Electronic circuit output stages which employ two power transistors stacked in series between two supply rails (i.e., in a so-called "half-bridge" or "totem-pole" configuration) require a driver circuit to drive the two power transistors out of phase. Such output stages are commonly used, for example, to pulse width modulate inductive loads in motor control and switching regulator applications.
Driver circuits for the above and other applications must satisfy various requirements. First, the driver circuit must ensure that both power transistors are not ON simultaneously. Otherwise, a low impedance path may exist between supply rails, giving rise to undesirable "shoot-through," or "cross-conduction," current. Shoot-through current can cause a reduction in power efficiency since it represents supply current which has bypassed the load.
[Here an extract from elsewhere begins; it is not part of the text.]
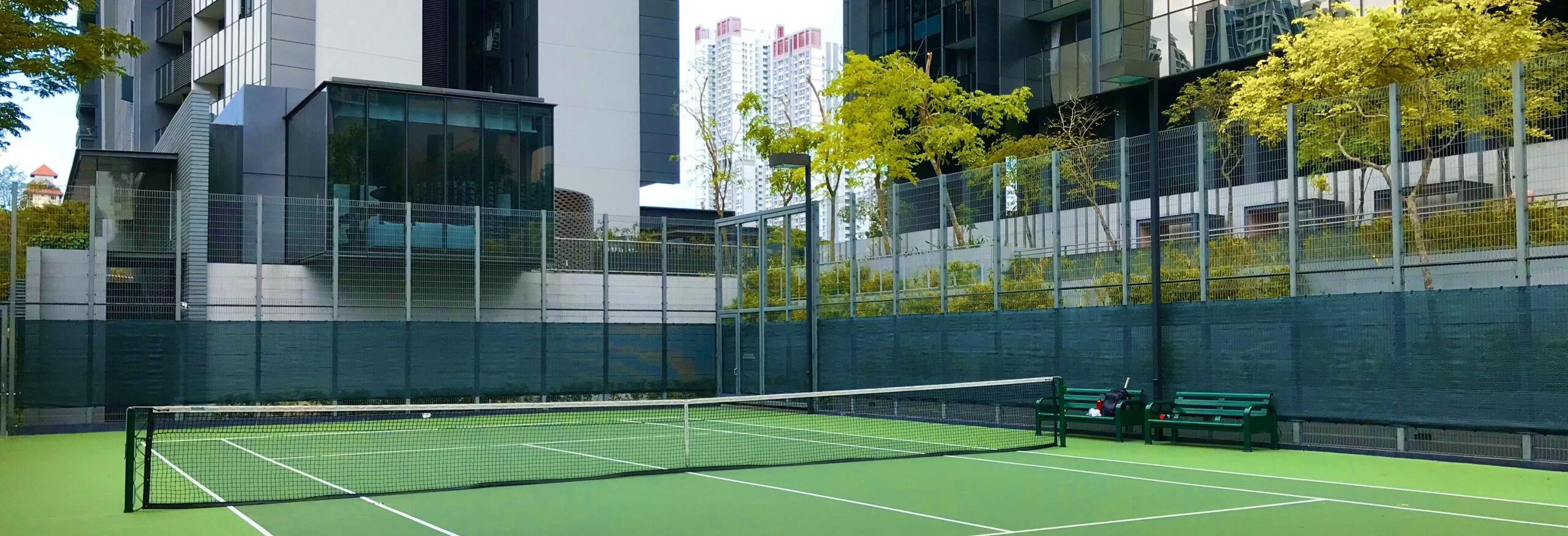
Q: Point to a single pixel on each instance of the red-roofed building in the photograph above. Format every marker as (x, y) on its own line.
(41, 190)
Additionally, in a worst case, shoot through can cause power transistor failure due to current overloading. Therefore, a driver circuit should desirably minimize the amount of time and amount of current that both power transistors conduct simultaneously.
Second, a driver circuit must provide sufficient bias voltages to both power transistors. In other words, a driver circuit must provide large enough drive voltages to the drive terminals of both power transistors so that they are capable of operating under their respective optimum bias conditions. Otherwise, power dissipation in the power transistors may increase, giving rise to a reduction in power efficiency of the overall output circuit. Therefore, power transistors in driver circuits should spend minimal time operating under non-optimum bias conditions.
In view of the foregoing, it would be desirable to provide a driver circuit capable of driving two power transistors stacked between two supply rails without the problems associated with shoot through or cross-conduction currents.
It would also be desireable to provide such a circuit without the problems associated with driving the power transistors under non-optimum bias conditions.